The Iraqis, he said, want to take control of the estimated 20,000 detainees in U.S. custody and curb the U.S. military's authority to arrest Iraqis. No comment was immediately available from the U.S. Embassy, which in the past has declined to comment on the negotiations.

Both sides hope to wrap up the talks on the agreement this month in time for Iraq's parliament to approve the deal to keep U.S. troops here after their U.N. mandate expires at the end of the year.

Iraq's deputy foreign minister, Labid Abbawi, said Sunday that the country plans to open consulates soon in the U.S. cities of Detroit, Michigan, and San Diego, California.

"We chose those two cities because they have large number of Iraqi communities," Abbawi told The Associated Press.

In Abu Dhabi, Iraqi government spokesman Ali al-Dabbagh confirmed his government was notified of the debt cancellation and said Abdullah al-Shehi, the UAE's former head of mission in India, was named ambassador to Iraq. The country said last month that an appointment was upcoming.

The UAE withdrew its ambassador to Iraq after the 2003 U.S.-led invasion and after one of its diplomats was kidnapped and later released.

Sunni militant groups like al-Qaida in Iraq, mistrustful of the government, have warned Arab states not to open embassies in Baghdad. The capital's first major car bomb of the war struck the Jordanian Embassy, killing 19 people in the summer of 2003. Diplomats from Egypt, Morocco, Bahrain, Turkey and Sudan have all been either killed, wounded or kidnapped in Iraq.

Al-Maliki chided his Arab "brothers" at an April conference of Iraq's neighbors in Kuwait, saying he found it "difficult to explain why diplomatic exchange has not taken place." Most major Western diplomatic missions in Baghdad are located in the U.S.-protected Green Zone, a large swathe of land on the west bank of the Tigris River.

Violence in Iraq is at its lowest level in four years, but attacks continue.

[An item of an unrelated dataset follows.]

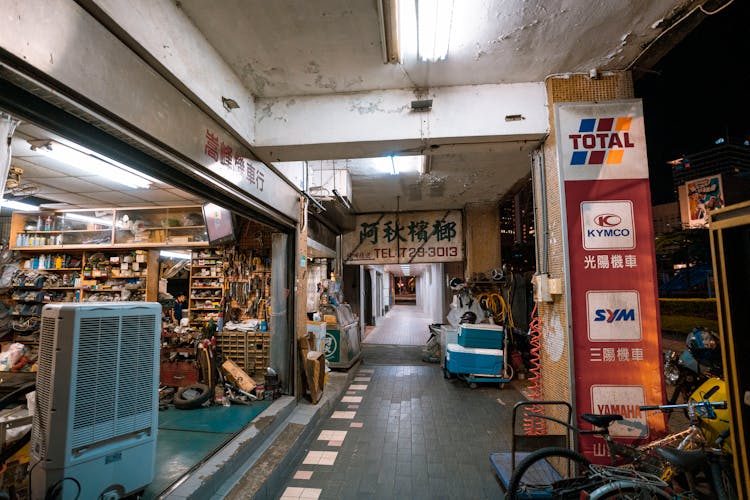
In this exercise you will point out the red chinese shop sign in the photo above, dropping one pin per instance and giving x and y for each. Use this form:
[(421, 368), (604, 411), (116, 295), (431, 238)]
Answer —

A Kurdish party member was injured Sunday in an assassination attempt by a roadside bomb that killed seven people and wounded three others in Iraq's eastern Diyala province. The bomb targeted a vehicle carrying Muhammad Ramadan Issa of the Patriotic Union of Kurdistan party, killing five members of his family and two of his guards, said Sirwan Shukr, a local government official.

Also Sunday, a car bomb in the northern Shiite Baghdad district of Shaab killed six people and injured 14, including three policemen, according to police and medical officials.

The U.S. military confirmed the bombing in a statement but said only one person was killed and 10 injured. There was no immediate explanation for the discrepancy in numbers.